Da Hunde und Katzen oft als Familienmitglieder betrachtet werden, hat in den letzten Jahren auch die Nachfrage und Bereitschaft der Besitzer nach einer umfassenden Krebstherapie spürbar zugenommen. Umso wichtiger ist es für Tierärzte, verschiedene Tumore und die jeweiligen Behandlungsaussichten zu kennen.

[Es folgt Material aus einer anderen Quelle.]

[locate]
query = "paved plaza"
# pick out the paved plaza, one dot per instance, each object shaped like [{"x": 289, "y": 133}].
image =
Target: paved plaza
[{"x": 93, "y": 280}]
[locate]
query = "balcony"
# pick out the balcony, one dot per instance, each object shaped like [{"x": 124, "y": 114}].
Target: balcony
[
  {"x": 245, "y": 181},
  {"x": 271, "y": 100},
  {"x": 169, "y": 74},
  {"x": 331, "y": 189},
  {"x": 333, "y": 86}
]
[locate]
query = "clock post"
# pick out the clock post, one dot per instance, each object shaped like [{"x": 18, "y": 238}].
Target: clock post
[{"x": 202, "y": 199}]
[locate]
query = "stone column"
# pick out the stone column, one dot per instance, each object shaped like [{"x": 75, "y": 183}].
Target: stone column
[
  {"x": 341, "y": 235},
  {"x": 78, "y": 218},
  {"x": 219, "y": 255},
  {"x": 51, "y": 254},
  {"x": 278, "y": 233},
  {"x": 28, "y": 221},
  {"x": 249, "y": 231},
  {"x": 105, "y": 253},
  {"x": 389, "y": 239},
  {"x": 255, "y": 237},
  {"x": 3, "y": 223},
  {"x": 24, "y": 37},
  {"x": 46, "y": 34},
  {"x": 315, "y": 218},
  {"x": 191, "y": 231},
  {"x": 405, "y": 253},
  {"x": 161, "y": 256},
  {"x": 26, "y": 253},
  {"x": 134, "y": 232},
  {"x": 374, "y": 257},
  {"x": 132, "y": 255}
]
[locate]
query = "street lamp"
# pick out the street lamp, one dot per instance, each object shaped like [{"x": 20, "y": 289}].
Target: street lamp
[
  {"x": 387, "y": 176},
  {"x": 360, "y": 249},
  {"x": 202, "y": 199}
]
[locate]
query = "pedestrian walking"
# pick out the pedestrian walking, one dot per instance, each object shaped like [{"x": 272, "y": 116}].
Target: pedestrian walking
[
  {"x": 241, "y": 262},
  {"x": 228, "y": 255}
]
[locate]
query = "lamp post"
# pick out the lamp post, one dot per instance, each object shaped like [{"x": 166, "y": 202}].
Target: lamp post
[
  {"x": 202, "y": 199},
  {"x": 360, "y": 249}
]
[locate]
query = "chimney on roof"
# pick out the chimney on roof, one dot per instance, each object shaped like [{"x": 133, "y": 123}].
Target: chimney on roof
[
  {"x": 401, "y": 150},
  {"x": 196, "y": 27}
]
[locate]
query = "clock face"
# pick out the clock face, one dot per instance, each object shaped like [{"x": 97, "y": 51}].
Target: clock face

„Das Wissen darüber, wie sich eine bestimmte Tumorart typischerweise verhält, ist für den Veterinärmediziner wichtig, um den Patientenbesitzer entsprechend beraten und informieren zu können“, erklärt Dr. vet. med. Martin Kessler von der Tierärztlichen Klinik für Kleintiere in Hofheim. Um herauszufinden, welche Behandlung im Einzelfall für ein krebskrankes Tier sinnvoll ist, bedarf es der sorgfältigen Untersuchung der Art des Tumors und seiner Ausbreitung im Patienten. Nicht immer eignen sich für einen bestimmen Tumor alle klassischen Formen der Krebstherapie. Hündinnen etwa, die an einem Tumor der Milchdrüsen (Mammatumor) leiden, profitieren von einer Operation, weniger jedoch von einer Chemotherapie: „Es gibt keine gut dokumentierten Studien, die die Wirksamkeit von Zytostatika – Medikamente, die das Zellwachstum verhindern – bei bösartigen Mammatumoren des Hundes belegen”, so Kessler, der seit 2002 auch Vizepräsident der European Society of Veterinary Oncology ist. Bei Katzen dagegen spricht rund jeder zweite fortgeschrittene Mammatumor auf eine Therapie mit Zytostatika an. Kommt es auf die Medikamente hin zum Tumorrückgang, überlebt ein Tier durchschnittlich noch 283 Tage und damit rund fünfmal so lange wie Tiere, bei denen die Therapie nicht anschlägt.